Mobeam uses a light beaming technology. A user with the company’s Beep’nGo app can take a picture of a barcode on their mobile phone and the app will enable the barcode to be accepted by an ordinary scanner.

As the company describes it, “Mobeam’s patented technology sends pulses of light to the sensor in POS scanners and mimics the black-and-white sequencing of a standard bar code. So, instead of reading the reflection from a printed barcode, laser scanners receive identical information from pulses of light.” As Garrick points out, this solves the issue of that “last mile” (or perhaps, last yard), which is that millions of in-place scanners cannot directly read a barcode from a smartphone screen.

Adoption By Samsung

The company received a good deal of attention when its system was adopted by Samsung and, as Garrick points out, Mobeam is now available on some 200+ million Samsung phones.

The system does require the phone maker to install a modified chip in the phone. Mobeam is also working on an audio beaming system. This would use a chip to translate an audio signal into a visual beam, so that a phone that does not have the modified visual chip can transmit the barcode information as a light signal to scanners. It is trialing this technology in the UK.

Two-Pronged Business Model

While the technology innovation is interesting, we were also interested in Mobeam’s business strategy for exploiting this development. The company is in the middle of a major area, mobile payments, which involves multiple parties.

Garrick identified two basic strategies. First is to license the technology to mobile apps providers, in which case the company expects to receive payments on a per user or per device basis. Among the parties that Mobeam states have launched its app is Vodafone.

Secondly, the company’s strategy is to become a significant distributor of promotional offerings and to receive part of the distribution fees. “We’re a distribution channel,” Garrick states, “much like a Valpak or Catalina.” Garrick describes a “library of promotions” which he believes the company can accumulate, store on their cloud, and distribute. This is based, in part, on Mobeam’s ability to track user behavior through their app.
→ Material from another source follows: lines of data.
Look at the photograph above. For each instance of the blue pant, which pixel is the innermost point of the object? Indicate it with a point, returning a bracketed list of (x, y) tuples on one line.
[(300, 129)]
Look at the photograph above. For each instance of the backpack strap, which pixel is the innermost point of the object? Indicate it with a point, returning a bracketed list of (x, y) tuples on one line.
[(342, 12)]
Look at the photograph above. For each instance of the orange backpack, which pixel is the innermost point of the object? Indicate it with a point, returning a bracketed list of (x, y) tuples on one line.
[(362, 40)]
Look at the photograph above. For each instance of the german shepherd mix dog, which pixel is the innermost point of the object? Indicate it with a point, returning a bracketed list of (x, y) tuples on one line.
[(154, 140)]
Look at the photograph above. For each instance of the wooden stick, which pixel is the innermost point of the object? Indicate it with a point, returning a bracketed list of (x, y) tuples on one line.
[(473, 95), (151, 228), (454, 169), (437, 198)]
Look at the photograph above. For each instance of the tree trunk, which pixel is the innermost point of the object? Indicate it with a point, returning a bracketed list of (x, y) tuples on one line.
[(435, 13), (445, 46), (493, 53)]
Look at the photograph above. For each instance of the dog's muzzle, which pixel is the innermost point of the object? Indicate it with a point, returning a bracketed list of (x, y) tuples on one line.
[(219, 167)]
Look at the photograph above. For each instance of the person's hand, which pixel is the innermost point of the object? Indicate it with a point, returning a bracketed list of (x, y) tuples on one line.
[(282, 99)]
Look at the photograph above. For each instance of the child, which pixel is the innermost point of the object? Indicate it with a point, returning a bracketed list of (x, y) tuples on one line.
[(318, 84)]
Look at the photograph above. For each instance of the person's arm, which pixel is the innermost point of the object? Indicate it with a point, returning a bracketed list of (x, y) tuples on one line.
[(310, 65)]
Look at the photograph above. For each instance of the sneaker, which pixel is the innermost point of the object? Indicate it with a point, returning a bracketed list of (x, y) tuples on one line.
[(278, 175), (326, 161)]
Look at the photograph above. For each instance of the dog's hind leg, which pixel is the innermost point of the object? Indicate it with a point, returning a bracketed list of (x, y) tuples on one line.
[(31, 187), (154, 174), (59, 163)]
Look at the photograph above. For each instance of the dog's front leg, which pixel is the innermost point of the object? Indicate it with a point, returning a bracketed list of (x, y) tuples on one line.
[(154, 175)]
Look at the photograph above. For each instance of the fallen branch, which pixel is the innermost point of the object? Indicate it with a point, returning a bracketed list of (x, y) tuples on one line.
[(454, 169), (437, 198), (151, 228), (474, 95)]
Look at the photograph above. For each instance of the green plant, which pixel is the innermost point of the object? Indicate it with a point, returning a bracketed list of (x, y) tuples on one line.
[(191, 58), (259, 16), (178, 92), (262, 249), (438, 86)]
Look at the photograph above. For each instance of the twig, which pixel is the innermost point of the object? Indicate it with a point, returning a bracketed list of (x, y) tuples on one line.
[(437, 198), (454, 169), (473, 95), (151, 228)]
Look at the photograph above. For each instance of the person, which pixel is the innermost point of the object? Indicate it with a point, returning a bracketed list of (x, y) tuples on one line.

Opportunities For Beaming Technology

Garrick makes an intriguing point that the Mobeam’s technology could find numerous additional use cases in the future. These could infiltrate almost “any situation where laser scanners are in mass deployment,” he states. Examples might be: replacing paper barcode tags on airline luggage; ticketing for major events; casino situations where winners at slots collect with paper vouchers.

While fraud is widespread with respect to coupon copying, Garrick notes that it would be expensive to try to copy beams. His technology, he states, reduces fraud by eliminating the barcode, “The real information is in the beam,” he states.

Mobeam is currently at the point of focusing on scaling the acceptance of their app and technology, “building our footprint,” Garrick says. He offers a list of benefits that their technology provides, including: ease of use for consumers who can have all of their promotional offerings handy on their phones; improved productivity of cashiers; increased efficiencies throughout the couponing model, by eliminating the need to ship paper coupons for delivery and for later verification.

Outlook

We at mobilecloudera.com have been interested in this area of digitizing loyalty cards, coupons and other promotions for the past six years, since an entrepreneur friend of ours spent about three quarters of million dollars trying unsuccessfully to develop a solution. Garrick, who recently joined Mobeam lists an impressive record of driving growth in early stage tech companies. Our take is that it is an important area and that Mobeam has real opportunity.

As Garrick has stated, commenting on ApplePay, GooglePay and other mobile payments systems, “But with all due respect, every one of these apps is incomplete because they cannot replace bar-coded gift cards or coupons, which represent $20 billion in transactions annually for retailers.”